Scrive a tal proposito il cardinale Anglico de Grimoard, Vicario pontificio in Italia dal 1368 al 1371, in un rendiconto a favore del suo successore il cardinale Pierre d'Estaing, che Fabriano è clavis provinciae
della Marca Anconetana.
La terra di Fabriano e il suo territorio sono quindi considerati la chiave
per controllare i percorsi che, dal porto di Ancona e dalla pianura Padana, puntano ai facili passi Appenninici e conducono senza ostacoli verso la città di Roma e la costa tirrenica.
Chi controlla questi punti obbligati ha la possibilità di difendere o conquistare la Città Eterna e l'Italia. Lo sapevano i Romani, i Galli, gli Etruschi e gli Umbri prima, i Bizantini, i Goti, gli Ostrogoti e i Longobardi poi.
Noi gente moderna, più avvezza al cambio e all’acceleratore, abbiamo perso questa naturale sensibilità alla natura e ai suoi ostacoli. Non Federico, grande camminatore ed esploratore di antiche vie. Attraverso i suoi studi e il suo incedere costante lungo i crinali e i passi montani possiamo ancora sentire l'antica grandezza dei luoghi, delle rocche, delle abbazie. Nuovamente siamo in grado di sentire il battito cardiaco di questa architettura monastica.
Una pulsazione affaticata, un respiro lento e affannoso, vicino alla fine. Negli ultimi 50 anni Santa Maria d'Appennino ha subito molti crolli, spoliazioni, abbandono. E dire che L’abbazia in una bolla di Adriano IV del 1156 è riconosciuta un cenobio di particolare importanza e in una carta del 1296 viene posta sotto la protezione diretta della Sede apostolica, che gli accorda diritti, libertà di sepoltura e gli riconosce il possesso di ben trentadue chiese, oltre le curtes, i castelli, le terre. Anche gli imperatori Corrado III ed Enrico VI la favorirono con privilegi di franchigia e di immunità. Malgrado ciò oggi non sembra nemmeno tra gli edifici che meritano una tutela.
Se il corpo
è in gran parte perduto, grazie anche a questa opera di Federico Uncini, l’anima
della Abbazia, coperta dai rovi e dalla vegetazione, ancora trasmette una brusio che incute rispetto. Una sensazione di potenza, maggiore di quella ottenuta dalla forza delle armi, pervade l'animo del visitatore che ancora coglie la grandezza della utopia benedettina della Gerusalemme Celeste
edificata in terra.
Giampaolo Ballelli
1. STORIA E NOTIZIE DELL’ABBAZIA
1.1 Le abbazie tra Marche e Umbria
A seguito dell'invasione longobarda avvenuta nella seconda metà del secolo VI non tutti i cenobi benedettini, presenti nella regione umbra-marchigiana, furono soppressi o dispersi , ma a cominciare dalla seconda metà del secolo X si verificò una loro vera e propria rinascita.

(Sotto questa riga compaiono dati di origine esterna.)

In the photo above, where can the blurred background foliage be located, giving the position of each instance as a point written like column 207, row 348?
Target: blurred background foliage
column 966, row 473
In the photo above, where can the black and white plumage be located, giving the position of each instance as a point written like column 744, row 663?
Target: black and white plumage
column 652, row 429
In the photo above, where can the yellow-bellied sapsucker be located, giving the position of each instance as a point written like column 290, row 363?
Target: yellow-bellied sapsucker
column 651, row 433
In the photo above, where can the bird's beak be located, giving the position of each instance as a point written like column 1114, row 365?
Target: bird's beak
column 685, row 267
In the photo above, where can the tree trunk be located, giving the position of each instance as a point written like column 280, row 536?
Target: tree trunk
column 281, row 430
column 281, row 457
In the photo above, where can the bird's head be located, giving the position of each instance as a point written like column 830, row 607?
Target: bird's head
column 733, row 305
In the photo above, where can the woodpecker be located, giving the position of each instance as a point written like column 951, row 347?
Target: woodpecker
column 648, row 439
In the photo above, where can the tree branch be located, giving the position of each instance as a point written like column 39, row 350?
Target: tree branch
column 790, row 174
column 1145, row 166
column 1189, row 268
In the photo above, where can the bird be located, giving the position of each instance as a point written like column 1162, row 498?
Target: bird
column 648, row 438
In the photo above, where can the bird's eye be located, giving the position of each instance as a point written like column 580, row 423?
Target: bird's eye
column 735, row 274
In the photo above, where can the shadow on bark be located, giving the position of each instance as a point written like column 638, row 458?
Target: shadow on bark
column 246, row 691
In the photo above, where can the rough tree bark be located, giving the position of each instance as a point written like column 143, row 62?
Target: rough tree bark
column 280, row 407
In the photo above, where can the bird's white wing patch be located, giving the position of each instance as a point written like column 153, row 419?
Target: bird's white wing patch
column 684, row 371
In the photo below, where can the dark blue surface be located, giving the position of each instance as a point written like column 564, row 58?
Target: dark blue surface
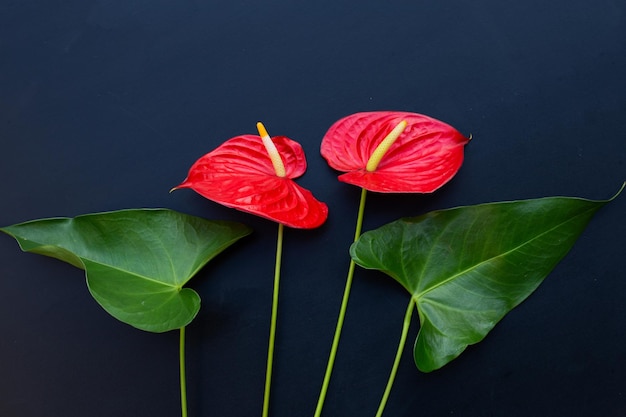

La lenta e continua conversione al cristianesimo dei dominatori Longobardi sollecitò i signorotti feudatari a favorire la nascita di queste istituzioni, effettuando in loro favore assicurarsi la protezione di Dio e dei suoi santi attraverso le preghiere dei monaci.
Tuttavia non soltanto gli interessi spirituali animarono questi feudatari, a anche una politica intesa a salvaguardare i loro possedimenti, nel lento distaccarsi dal potere centrale in continuo decadimento dopo che Desiderio, re dei Longobardi, nel 774 era stato battuto da Carlo Magno.
In epoca ottoniana (X secolo), nei comitati di Nocera e Camerino, furono fondate molteplici abbazie come quella di S. Maria d'Appennino, S. Vittore delle Chiuse, S. Biagio in Caprile, S. Angelo d'infra ostia, S. Benedetto di Gualdo, S. Cassiano di Valbagnola, S. Emiliano in Congiuntoli, S. Maria di Sitria, S. Croce di Fonte Avellana, S. Croce di Tripozzo, S.Salvatore di Valdicastro, S. Elena, S.